Durante séculos, a terra foi sagrada - uma fonte de vida, cultura e pertencimento. No entanto, à medida que a propriedade privada e a expansão do capital se consolidaram, ela se tornou uma mercadoria, concentrada nas mãos de poucos. Mas agora, uma revolução silenciosa está em andamento. Herdeiros, ativistas e empreendedores sociais estão desafiando essa lógica e, misturando capital filantrópico e financeiro, se tornando pioneiros em modelos de administração participativa da terra que centralizam a regeneração ambiental e a justiça social.
Neste artigo, você conhecerá dois desses pioneiros: Gislaine Rosa, agricultora de Minas Gerais, e Camila Haddad, diretora executiva da Próspera Social.
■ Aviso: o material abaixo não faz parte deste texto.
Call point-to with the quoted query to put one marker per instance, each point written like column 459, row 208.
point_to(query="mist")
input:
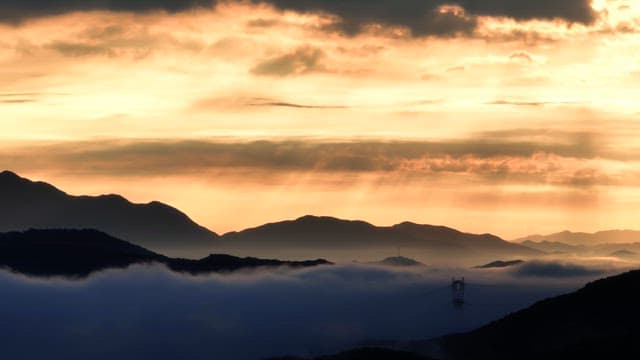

Suas histórias iluminam um caminho em direção a um tipo diferente de riqueza - medido não em acúmulo, mas em prosperidade compartilhada, paisagens restauradas e tomada de decisões coletivas. Desde transformar uma fazenda de gado em um paraíso agroflorestal até repensar a própria natureza da herança e do investimento, o trabalho deles redefine o que significa possuir, doar e pertencer.
Este é um convite para ir além do status quo da filantropia, em um mundo onde terra, justiça e generosidade se entrelaçam. Um mundo em que a transparência não seja apenas uma exigência imposta às organizações sem fins lucrativos, mas uma prática adotada pelos financiadores. Um mundo em que o poder não é acumulado, mas mantido coletivamente.
Antes de falecer, Gislaine realizou o sonho de encontrar um propósito para a fazenda pecuarista de sua família em Campo Belo, no sul de Minas Gerais. Ela procurou João Paulo Pacífico, engenheiro, CEO do Grupo Gaia e ativista, e manifestou seu desejo de doar a propriedade de 1500 hectares à Gaia ressignificando o uso da terra para que passasse a cumprir uma função social ao invés de ser explorada comercialmente. O legado de Gislaine, de cerca de R$40 milhões, passará a implementar um sistema de produção agroflorestal, que irá regenerar o solo e gerar renda para famílias assentadas do Movimento dos Trabalhadores Sem Terra (MST). Nesse modelo, a gestão e o uso da propriedade são coletivos. “Eu me posiciono no sentido contrário ao que pessoas como a Gislaine faziam, então faria sentido ela ter uma visão contrária a mim. Mas ela dizia que concordava com tudo o que eu falava, que não fazia sentido plantar soja com pessoas passando fome e quando temos agroecologia. Foi uma grande desconstrução”, relata João, que possui um MBA em Finanças pelo Ibmec.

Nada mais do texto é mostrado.